I Want You to Talk About Me

Two weeks ago, New York was a mad house with five interactive and traditional advertising events during Advertising Week, including the OMMA Expo, Forrester’s Consumer Forum, the IAB and Adweek’s MIXX Expo, and the Word of Mouth Marketing Association’s (WOMMA’s) Word of Mouth vs. Advertising conference.

It was a crazy week. Here are a few interesting themes the events shared.

Senior Executives Were Out in Force

This confirms the Internet and integrated communications are top of mind in the C-suite. A partial attendee list for WOMMA includes Pepsi-Cola, AOL, Microsoft, General Mills, and Walt Disney. Organic sponsored Forrester’s Consumer Forum. The attendee list was almost exclusively VP and C-level executives in Fortune 1000 companies.

Usually at industry conferences, brand executives are very difficult to find and tend to shy away from conversations with agencies or technology companies. During Ad Week, impressive name tags were everywhere. Attendees were actively listening, taking notes, and asking a lot of questions. Conference attendance, particularly at this level, is a clear, quantifiable indicator the Internet is a real, important part of the Fortune 1000 marketing mix.

The Internet Is the Emerging Hub of the Multichannel World

Increasingly, the Internet experience is the hub of both branding and direct response campaigns. We see this in our client work, and we hear it at every event we attended. All offline media — print, TV, outdoor, and so forth — point to the Web as the center of interaction and experience that encourages consumers to participate with the brand in new, exciting ways. This bodes well for us all. As the inevitable screen convergence continues, media will look a lot more like the Internet (participatory) rather than TV and print (passive). We’ve known this for a long time, but it’s interesting to learn how different companies are taking this to heart, particularly in the automotive space with the Dodge Charger and Audi A3 campaigns.
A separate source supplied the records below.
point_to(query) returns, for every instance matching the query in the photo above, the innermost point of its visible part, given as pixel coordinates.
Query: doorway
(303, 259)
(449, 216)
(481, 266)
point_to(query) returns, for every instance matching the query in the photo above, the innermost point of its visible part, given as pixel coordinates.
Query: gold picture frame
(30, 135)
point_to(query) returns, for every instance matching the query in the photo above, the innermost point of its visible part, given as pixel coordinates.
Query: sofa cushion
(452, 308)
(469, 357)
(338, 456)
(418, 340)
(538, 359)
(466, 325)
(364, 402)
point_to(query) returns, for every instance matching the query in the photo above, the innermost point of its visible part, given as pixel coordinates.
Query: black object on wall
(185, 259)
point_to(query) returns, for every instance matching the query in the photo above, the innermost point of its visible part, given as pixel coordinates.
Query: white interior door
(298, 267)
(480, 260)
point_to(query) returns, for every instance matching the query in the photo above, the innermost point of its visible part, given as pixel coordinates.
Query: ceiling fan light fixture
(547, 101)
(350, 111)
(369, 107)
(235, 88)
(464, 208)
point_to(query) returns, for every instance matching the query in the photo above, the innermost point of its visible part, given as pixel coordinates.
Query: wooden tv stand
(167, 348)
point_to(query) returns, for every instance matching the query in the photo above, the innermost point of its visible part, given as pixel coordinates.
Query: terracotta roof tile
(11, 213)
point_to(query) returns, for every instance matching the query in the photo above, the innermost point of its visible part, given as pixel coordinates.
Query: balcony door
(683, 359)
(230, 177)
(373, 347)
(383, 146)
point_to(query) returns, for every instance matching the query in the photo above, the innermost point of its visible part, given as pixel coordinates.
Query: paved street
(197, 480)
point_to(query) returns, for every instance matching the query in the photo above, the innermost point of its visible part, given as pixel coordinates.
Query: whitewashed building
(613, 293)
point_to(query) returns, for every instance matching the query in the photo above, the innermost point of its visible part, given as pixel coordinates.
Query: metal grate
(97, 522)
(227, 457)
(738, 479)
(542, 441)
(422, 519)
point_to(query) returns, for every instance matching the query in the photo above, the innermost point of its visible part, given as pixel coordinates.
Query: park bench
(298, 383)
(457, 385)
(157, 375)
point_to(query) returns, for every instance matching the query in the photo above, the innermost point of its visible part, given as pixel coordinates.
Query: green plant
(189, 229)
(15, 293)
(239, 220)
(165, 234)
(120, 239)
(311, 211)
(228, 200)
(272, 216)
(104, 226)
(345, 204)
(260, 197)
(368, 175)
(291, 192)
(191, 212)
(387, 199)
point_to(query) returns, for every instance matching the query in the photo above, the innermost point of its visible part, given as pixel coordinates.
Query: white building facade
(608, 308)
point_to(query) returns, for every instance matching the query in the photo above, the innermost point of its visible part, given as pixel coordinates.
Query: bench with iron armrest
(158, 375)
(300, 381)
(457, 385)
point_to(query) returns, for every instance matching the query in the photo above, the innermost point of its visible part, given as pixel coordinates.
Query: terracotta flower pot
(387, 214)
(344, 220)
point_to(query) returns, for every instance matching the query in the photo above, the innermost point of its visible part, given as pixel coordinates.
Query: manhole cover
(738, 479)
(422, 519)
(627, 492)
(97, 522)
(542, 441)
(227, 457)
Word of Mouth Has Come Into Its Own

I had the opportunity to attend the WOMMA conference briefly to hear our Chief Experience Architect Troy Young speak on a panel about how to create content that’s word-of-mouth worthy. There was a remarkable moment of disclosure during the session that made people gasp, laugh, and think hard.

In an effort to not just talk about word-of-mouth tactics, Young decided to employ one himself by way of example. His fifth slide stated starkly, “I want you to talk about me.” After all, that’s why speakers speak: to create buzz for their personal brands, for their companies, and for the interactive industry in general. So he resorted to an age-old tactic: sex sells. After reminding the audience of the Paris Hilton/Carl’s Jr. ads, Young flipped to the next slide. It was an enormous picture of his belly, complete with belly button and plaid shorts. After the initial shock, everyone laughed a bit nervously and exchanged glances. This was quite unusual. Young made his point.

The best word of mouth is unpredictable. It tests comfort zones. And, Young got his wish. The blogosphere is buzzing with comments about his speech, including an interesting post on The Basement.

I congratulated Andy Sernovitz, WOMMA’s CEO, on the conference. He was very pleased. He’d put the event together in four weeks, and 250 people were in the standing-room-only space.

He said, “I have a simple metric to determine whether an event is a good one. First, how many people are still there at the end of the day? We kept everyone. And second, what percentage of attendees are hanging out in the hall answering email and making phone calls? Our entry room was empty during the sessions because everyone was inside, listening. That’s how I rate a good conference.”

Word of mouth is real. Normal. And here to stay.

I want you to talk about me. Isn’t that really the heart of effective advertising?